El lunes por la mañana Paula tuvo que enfrentarse al hecho de que, aunque no había visto a Pedro en todo el fin de semana, sabía lo que sucedía. No importaba que fuera consciente de su tristeza. Ni que supiera que centrarse en otra cosa que no fuera ponerse en forma era otra manera de afrontar la incertidumbre del futuro. Aunque él no quisiera admitirlo, era evidente que se sentía atraída por ella. Tan evidente como que él no quería que fuera así.
Al medio día, Pedro todavía no había aparecido por allí y Paula estaba hecha un manojo de nervios. Había limpiado la mitad de los establos y había dejado la otra mitad para que lo hiciera Gonzalo. También había fregado el suelo de la casa, recogido la cocina y preparado unos brownies. Todo para evitar quedarse junto a la ventana mirando…
—Huele bien —Gonzalo entró en la cocina y se acercó a la fuente del horno.
—No lo toques —le advirtió ella, dándole una palmadita en la mano.

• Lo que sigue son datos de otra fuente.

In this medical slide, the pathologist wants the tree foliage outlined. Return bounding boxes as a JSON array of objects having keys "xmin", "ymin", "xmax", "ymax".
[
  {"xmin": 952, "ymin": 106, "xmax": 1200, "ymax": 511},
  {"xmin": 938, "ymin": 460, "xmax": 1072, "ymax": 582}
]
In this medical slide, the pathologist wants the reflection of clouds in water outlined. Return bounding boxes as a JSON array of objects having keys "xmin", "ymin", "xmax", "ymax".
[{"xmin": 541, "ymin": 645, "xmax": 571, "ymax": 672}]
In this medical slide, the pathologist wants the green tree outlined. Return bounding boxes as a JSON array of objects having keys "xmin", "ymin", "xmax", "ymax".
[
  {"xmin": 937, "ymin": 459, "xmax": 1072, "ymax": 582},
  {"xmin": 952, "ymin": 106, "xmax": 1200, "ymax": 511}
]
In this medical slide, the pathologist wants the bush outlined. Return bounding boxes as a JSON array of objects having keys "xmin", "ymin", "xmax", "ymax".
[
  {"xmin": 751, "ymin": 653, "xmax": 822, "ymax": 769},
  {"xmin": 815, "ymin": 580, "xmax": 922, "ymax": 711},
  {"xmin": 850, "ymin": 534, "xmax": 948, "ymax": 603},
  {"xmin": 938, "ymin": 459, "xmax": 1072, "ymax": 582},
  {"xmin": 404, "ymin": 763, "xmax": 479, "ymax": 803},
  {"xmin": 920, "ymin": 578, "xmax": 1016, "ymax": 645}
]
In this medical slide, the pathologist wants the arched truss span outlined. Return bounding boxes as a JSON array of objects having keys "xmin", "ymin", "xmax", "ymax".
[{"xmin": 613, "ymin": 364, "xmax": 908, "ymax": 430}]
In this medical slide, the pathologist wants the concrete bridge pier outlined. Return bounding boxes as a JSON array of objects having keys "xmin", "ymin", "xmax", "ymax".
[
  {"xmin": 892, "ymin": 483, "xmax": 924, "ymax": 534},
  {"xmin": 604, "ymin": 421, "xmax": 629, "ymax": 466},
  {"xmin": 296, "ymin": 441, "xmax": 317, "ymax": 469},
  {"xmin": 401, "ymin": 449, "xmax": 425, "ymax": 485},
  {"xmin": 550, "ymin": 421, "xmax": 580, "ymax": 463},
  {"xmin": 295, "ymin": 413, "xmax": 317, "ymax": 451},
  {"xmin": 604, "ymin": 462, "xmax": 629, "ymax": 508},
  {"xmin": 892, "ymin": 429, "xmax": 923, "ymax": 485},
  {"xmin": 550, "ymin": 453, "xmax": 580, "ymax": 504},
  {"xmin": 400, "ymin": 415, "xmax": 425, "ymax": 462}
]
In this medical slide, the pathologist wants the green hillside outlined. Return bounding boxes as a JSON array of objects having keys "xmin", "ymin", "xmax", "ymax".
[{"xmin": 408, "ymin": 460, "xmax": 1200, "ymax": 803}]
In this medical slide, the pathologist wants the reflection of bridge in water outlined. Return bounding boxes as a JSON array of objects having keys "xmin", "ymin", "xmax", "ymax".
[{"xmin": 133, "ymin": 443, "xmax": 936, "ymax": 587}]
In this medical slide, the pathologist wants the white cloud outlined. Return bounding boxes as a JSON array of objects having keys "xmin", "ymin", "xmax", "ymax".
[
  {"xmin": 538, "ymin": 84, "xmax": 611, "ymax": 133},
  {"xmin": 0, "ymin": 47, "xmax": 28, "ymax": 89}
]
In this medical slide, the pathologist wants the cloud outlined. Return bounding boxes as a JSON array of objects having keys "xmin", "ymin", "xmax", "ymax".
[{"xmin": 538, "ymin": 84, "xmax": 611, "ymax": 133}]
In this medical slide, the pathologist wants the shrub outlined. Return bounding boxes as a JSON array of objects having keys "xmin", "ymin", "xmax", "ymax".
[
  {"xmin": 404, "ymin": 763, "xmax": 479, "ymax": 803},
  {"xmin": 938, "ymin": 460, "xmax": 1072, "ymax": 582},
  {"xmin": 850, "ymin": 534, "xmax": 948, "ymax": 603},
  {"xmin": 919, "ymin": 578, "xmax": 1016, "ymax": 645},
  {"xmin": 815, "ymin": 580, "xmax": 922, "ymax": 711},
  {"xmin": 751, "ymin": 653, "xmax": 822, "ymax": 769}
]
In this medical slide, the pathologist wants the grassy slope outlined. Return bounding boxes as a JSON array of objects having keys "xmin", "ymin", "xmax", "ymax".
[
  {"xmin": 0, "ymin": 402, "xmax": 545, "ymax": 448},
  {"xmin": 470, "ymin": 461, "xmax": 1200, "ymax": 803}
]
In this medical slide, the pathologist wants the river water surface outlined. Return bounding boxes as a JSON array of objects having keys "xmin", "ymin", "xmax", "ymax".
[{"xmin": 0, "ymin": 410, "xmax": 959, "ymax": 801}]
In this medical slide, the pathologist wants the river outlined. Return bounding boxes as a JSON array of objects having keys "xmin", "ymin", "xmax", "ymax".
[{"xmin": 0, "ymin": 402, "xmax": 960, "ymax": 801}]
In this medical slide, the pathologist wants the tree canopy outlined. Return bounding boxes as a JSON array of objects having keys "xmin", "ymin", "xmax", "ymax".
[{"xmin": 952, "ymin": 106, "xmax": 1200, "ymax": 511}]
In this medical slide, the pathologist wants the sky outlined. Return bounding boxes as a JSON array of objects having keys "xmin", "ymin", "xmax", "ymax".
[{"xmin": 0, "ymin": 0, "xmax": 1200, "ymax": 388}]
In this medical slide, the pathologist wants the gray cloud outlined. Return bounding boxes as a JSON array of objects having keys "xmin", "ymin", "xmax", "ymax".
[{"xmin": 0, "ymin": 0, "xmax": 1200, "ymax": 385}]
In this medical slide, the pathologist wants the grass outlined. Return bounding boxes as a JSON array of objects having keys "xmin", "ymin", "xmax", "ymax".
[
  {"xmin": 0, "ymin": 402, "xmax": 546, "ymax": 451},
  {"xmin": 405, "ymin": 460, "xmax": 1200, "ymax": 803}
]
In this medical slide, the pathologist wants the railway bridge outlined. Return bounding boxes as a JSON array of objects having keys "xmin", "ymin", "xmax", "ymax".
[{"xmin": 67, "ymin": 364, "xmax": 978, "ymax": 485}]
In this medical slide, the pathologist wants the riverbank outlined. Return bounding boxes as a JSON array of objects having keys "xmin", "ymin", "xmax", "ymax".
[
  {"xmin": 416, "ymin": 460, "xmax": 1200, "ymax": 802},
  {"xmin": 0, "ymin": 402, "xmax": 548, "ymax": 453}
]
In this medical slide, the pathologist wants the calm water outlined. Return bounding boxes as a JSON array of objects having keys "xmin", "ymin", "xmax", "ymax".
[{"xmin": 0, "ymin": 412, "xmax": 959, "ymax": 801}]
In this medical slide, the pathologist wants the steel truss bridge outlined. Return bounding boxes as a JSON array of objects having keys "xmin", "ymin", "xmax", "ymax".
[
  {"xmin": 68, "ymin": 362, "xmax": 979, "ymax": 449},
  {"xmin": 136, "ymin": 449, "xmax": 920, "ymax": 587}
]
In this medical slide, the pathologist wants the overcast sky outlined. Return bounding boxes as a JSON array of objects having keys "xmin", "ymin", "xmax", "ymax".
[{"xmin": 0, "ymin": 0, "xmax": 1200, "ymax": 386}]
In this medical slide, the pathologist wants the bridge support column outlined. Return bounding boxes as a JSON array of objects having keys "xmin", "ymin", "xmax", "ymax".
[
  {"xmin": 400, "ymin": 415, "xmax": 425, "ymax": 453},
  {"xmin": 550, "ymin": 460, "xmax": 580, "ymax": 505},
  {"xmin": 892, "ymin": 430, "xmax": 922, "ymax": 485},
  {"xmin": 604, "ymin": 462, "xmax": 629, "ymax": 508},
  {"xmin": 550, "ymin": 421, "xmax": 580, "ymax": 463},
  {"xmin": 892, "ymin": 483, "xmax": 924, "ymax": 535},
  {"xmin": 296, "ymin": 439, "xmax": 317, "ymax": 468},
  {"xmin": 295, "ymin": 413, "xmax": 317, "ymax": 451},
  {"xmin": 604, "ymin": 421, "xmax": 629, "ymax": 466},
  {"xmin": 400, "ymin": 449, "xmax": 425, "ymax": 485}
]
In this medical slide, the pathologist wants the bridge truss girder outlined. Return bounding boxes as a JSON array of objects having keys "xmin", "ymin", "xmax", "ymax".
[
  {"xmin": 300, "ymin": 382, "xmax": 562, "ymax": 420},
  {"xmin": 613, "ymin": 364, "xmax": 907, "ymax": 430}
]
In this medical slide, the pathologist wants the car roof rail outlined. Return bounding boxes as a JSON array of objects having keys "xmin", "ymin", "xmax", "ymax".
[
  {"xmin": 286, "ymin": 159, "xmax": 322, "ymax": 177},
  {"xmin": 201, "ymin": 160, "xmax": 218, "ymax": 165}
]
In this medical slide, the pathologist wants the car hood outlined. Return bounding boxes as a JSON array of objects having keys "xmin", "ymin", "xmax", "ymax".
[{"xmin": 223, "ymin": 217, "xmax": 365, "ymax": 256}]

—Eh —la miró—. Sólo quería probarlo. ¿Qué celebramos?
—Te dejaré probarlo cuando esté terminado. Y no celebramos nada.
Él arqueó las cejas.
—Has hecho muchos brownies. ¿Vas a ir a una gran fiesta?
Ella le partió un pedazo y se lo puso en una servilleta. Gonzalo se metió la mitad en la boca.
—Pareces un cerdo. Pensaba que podría llevarlos a la comida del domingo —«y a lo mejor a casa de los Ventura, para devolverles el favor de los espaguetis», pensó ella.